Question 1: I find that the commercial audition process is just too quick. Having primarily studied as a Method actor who digs deep, embodying the essence of a character, I leave the audition feeling like, What the hell did I just do in there? Why didn't I do this, that, the other thing, instead of whatever I just did? Can you tell me what I can do about this?
Trust that for the rest of your life you will do your best commercial audition in your car on the way home. What you can dig your teeth into, however, is the story that the copywriter is telling. In commercials it usually goes something like this: "My life is better because I drink Coke, clean with Swiffer, have Allstate insurance, (fill in the blank)." And if you are in a scene with a product spokesman—say, the bespectacled Verizon guy, the Maytag repairman—remember, you like him.

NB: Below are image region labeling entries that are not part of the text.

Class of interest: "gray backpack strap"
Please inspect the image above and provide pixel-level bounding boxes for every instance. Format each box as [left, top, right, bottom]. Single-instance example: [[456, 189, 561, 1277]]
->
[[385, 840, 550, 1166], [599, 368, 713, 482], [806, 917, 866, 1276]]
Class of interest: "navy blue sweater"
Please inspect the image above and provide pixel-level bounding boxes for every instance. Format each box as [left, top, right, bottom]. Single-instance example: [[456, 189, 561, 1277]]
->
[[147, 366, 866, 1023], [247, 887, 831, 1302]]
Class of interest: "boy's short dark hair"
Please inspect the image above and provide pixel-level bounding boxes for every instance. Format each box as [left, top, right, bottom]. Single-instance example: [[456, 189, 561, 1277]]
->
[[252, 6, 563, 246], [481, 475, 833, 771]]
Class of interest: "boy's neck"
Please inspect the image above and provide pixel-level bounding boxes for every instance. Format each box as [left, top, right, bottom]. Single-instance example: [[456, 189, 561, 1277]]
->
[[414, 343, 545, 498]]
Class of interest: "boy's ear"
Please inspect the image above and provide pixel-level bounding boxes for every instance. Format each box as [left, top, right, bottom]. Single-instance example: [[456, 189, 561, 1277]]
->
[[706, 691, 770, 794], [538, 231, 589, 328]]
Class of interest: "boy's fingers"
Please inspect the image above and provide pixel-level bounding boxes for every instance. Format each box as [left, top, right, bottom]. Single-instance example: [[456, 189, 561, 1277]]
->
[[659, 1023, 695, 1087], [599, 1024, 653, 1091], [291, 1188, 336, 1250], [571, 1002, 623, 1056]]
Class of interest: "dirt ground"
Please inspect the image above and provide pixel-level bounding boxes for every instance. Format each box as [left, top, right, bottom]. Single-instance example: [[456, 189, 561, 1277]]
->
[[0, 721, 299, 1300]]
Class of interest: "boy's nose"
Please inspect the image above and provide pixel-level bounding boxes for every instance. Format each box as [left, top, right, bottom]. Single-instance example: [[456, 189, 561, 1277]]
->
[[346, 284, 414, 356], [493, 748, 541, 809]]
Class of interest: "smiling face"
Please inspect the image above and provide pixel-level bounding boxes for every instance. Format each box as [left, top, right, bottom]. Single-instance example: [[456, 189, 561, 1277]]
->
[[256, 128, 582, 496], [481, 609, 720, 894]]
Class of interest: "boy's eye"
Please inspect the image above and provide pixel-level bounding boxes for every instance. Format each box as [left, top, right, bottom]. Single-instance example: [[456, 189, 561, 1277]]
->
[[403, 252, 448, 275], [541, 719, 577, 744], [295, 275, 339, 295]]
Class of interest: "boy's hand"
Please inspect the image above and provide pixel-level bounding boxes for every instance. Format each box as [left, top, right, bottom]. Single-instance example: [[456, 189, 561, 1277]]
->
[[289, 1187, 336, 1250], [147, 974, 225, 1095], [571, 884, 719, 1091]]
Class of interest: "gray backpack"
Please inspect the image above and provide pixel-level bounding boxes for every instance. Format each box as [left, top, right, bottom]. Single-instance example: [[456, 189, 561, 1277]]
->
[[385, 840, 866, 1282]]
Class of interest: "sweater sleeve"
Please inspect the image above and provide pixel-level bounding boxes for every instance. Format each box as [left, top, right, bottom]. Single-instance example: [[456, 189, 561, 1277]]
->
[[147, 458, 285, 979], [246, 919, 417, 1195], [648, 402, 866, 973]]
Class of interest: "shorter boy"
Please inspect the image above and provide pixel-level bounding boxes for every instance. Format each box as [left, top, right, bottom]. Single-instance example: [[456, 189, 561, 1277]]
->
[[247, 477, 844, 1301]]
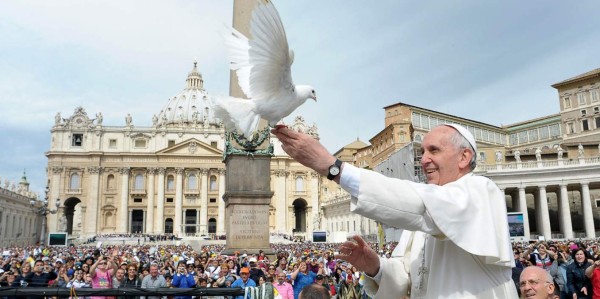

Question 2: It used to be three to five people at the callback per role, but now it's dozens more actors. Are there really that many more people who fit the character? I love a callback as much as the next actor, but they used to mean a lot more and were not as wasteful on gas, which is getting more and more expensive. Also, the same-day auditions: Is it me or has there been an insanely increasing number of same-day auditions?
Unless it's Leslie Dektor or Joe Pytka, a commercial director rarely has carte blanche over whom to cast. These days the ad agency execs have a say about who gets seen again. The execs may want the sexy, perky blonde while the director prefers to go ethnic and edgy. When the director and the ad agency don't have the same vision, then all sorts of people will be at the "all-back."
You can thank the Internet for the same-day calls. Ad agencies know that a casting director can send out breakdowns from a laptop and receive headshots 24/7. So agents have to do submissions in bed to be sure they don't miss a last-minute opportunity, then check their email first thing in the morning to see if any of their people got an audition from a casting office overnight. It's crazy pressure on all of us.
Question 3: A big bugaboo for me is the avail. Isn't the avail meant to be a courtesy to the actor and the casting office, asking if you are indeed available for the spot? Once upon a time the top two or three choices were put on avail, but these days they'll often put everyone called back on avail.
Generally it's still the top two or three choices who get put on avail—and only after the callback. But if you're put on avail when your agent calls you with the callback, then, nonsensically, everyone is getting put on avail. Some casting directors and even some agents mistakenly believe that the word avail is a legally binding term. As you state, it's just a courtesy to make sure you know what dates you could be working if you're booked.
The word hold, however, is a legally binding term. If they put you on hold and then decide not to use you, they must pay you a cancellation fee. You can be put on avail for a dozen jobs, and when it comes time to book one, you get to choose whether to take the international EarthLink spot or the Hardee's with the Midwest-only run. No one else needs to know that you're on avail for other jobs until you have to choose between bookings.